Antecedents of the classification, which continues, go back to Indian Roads Congress (1937) and Nagpur Plan (1943). Thus, there are expressways, national highways, state highways, major district roads (such as Naurangpur-Tauru) and village roads. Accordingly, construction and maintenance have been divided into silos. Striking developments are for expressways and national highways, including state highways converted into national highways. Middling developments are for village roads, facilitated through the Union government’s Pradhan Mantri Gram Sadak Yojana (PMGSY). State highways tend to be just above middling. District roads are the worst, though they are links between highways and the rest. Perhaps silos are inevitable when deciding levels at which decisions must be taken—Union government, state governments, municipal bodies, panchayats. But in the process, there is no holistic view of how road development should occur within an entire district. At one point, there used to be talk about district-level development plans, but that concept has fallen into disuse. Similarly, a silo has been drawn between constructing roads and maintaining them. In the emphasis on building roads, maintenance and repair are often ignored. Tenders are floated for construction, with maintenance left in a limbo.

The Naurangpur-Tauru road isn’t a new road. Indeed, there used to be a Mughal-era road that passed through the same area. I have read about a famous sarai in the vicinity. Thus, the issue was about repairing the road, not building a new road. When repairs were undertaken by PWD, a 50-metre stretch was left out, or not repaired properly. I don’t know why. A few years ago, near the famous Neemrana fort, I saw a stretch of beautifully metalled rural road, built under PMGSY, followed by a dirt track. When I asked why, I was told the money had run out. A much more likely reason is the fact that this 50-metre stretch is near a petrol pump, presumably frequented by trucks with heavy loads.
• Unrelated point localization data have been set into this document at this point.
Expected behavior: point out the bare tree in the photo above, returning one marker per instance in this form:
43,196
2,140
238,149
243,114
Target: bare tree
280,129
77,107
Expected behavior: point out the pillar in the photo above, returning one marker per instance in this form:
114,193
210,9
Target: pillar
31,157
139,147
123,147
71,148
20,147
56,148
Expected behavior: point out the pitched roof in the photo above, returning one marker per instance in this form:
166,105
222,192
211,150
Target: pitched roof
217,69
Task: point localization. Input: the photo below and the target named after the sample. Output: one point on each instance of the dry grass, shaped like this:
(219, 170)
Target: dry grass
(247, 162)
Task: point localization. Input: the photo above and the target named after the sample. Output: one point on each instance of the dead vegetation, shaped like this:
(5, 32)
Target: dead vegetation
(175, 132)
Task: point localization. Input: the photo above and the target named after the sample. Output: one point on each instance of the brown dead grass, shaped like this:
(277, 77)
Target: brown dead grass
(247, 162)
When construction and repairs are undertaken, through contracts given to the lowest bidder, material used tends to be inferior, not amenable to bearing heavy loads. (With no aspersions in the present case, the system of inspection and approval by PWD engineers is also riddled with corruption.)
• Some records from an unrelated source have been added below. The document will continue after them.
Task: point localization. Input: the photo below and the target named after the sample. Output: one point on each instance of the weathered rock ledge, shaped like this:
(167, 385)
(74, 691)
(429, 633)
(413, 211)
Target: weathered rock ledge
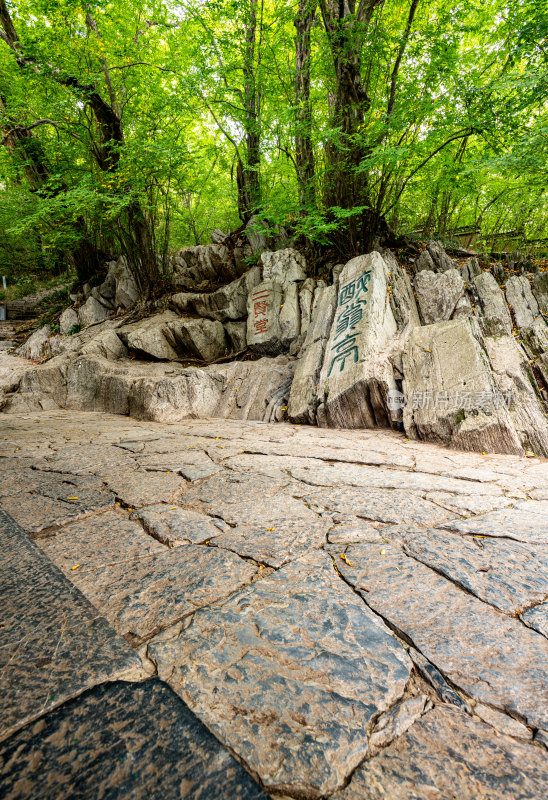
(441, 353)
Apart from criminal acts by a former public servant and some villagers, there is also the silo of rural versus urban. Across the Naurangpur-Tauru road is the urban expansion and agglomeration of Gurugram, with high-rise buildings (now vacant and incomplete because of other reasons), and on the other side is rural land, with acquisition and conversion of agricultural land issues. This silo is also one that needs to be broken down. Agriculture, as conventionally practiced, is no longer viable, and the label of agricultural land is largely fiction, at least in areas like these. This, too, should be part of a district mapping cum planning exercise. In its absence, arbitrariness becomes the norm, and a private contractor, engaged to build a road elsewhere, is abducted.